Pius Notter (2)
Kantonese pots (China) are famous for their blue and green glazes. These potteries are located in Kuangchou, in the province of Kwang-Tung.
The blue glazed pots shown in this article hold a little pottery secret. Nearly all the Chinese blue glazes have a low viscosity which can be seen as there are glaze drips around the pot. If the glaze is applied too heavily it flows or drips off and might drip onto the pot standing below in the kiln.
Of course it would have been easy for the Chinese potters to change this. There must have been a reason why they took the risk of using a glaze that flowed off so easily. If you take a closer look the reason becomes obvious. It is as simple as ingenious. Almost ninety percent of the blue glazed pots are decorated with floral or figurative patterns, and therein lies the secret.

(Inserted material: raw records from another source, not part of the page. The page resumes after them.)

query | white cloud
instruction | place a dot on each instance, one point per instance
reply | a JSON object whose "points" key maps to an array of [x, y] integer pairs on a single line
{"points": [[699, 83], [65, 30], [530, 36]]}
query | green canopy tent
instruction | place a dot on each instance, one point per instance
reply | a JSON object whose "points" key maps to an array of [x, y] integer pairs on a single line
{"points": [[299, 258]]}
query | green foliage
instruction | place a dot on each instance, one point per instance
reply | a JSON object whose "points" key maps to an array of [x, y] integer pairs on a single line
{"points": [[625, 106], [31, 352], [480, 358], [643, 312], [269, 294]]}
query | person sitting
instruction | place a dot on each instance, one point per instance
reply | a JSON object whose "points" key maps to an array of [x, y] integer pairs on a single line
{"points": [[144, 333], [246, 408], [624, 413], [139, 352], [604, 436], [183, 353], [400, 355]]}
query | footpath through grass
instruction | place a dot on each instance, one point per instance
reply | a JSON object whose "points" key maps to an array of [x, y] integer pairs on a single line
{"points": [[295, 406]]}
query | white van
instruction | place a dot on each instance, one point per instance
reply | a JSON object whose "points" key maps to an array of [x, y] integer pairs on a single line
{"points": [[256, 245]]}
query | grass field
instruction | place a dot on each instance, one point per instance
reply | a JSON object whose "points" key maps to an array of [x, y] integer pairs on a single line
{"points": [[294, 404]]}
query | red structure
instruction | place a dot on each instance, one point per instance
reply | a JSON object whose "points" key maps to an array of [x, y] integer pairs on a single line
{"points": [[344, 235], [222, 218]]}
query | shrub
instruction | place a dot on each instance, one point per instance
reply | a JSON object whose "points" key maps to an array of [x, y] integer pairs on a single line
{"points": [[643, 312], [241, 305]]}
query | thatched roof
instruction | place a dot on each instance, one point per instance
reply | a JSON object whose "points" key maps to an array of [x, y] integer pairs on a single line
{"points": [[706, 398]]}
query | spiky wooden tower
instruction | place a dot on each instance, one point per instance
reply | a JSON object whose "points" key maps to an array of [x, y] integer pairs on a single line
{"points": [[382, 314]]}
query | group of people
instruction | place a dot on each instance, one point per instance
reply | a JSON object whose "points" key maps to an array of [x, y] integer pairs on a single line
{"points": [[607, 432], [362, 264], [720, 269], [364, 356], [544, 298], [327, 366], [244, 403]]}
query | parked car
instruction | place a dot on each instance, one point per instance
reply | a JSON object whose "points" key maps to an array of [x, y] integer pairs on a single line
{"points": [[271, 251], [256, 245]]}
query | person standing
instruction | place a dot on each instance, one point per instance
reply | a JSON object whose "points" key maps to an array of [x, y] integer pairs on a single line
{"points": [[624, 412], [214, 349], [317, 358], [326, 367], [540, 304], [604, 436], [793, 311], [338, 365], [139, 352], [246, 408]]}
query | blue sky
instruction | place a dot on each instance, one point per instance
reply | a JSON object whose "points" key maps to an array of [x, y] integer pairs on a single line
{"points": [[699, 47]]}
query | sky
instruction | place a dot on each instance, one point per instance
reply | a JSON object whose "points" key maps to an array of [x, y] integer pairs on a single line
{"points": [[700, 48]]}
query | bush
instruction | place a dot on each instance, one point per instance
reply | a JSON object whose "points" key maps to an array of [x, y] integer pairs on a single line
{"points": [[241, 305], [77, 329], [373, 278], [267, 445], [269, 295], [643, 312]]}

A glaze with a low viscosity flows off at edges, gouges or sculptured ridges. This effect leads to a varying thickness of the glaze. Where it has flown off it looks light and sometimes transparent so that the white clay underneath is showing. In places where more glaze is concentrated it looks dark blue. This effect creates a three-dimensional image. My own experiments with a glaze of higher viscosity showed that images sculptured on the pot disappeared more or less beneath the glaze. Unfortunately many of the Chinese glaze and pottery secrets have been forgotten in the times of the industrialized production.
The pot shown here is a beautiful example for this glazing technique. The pot is decorated abundantly with human and floral symbols. On the front side there are five philosophers or dignitaries, three of them playing a game of dice at a stone table. The side and back views show floral patterns with butterflies. Each of the displayed plants has a special significance. Size of the pot: 62 cm x 30 cm x 22 cm.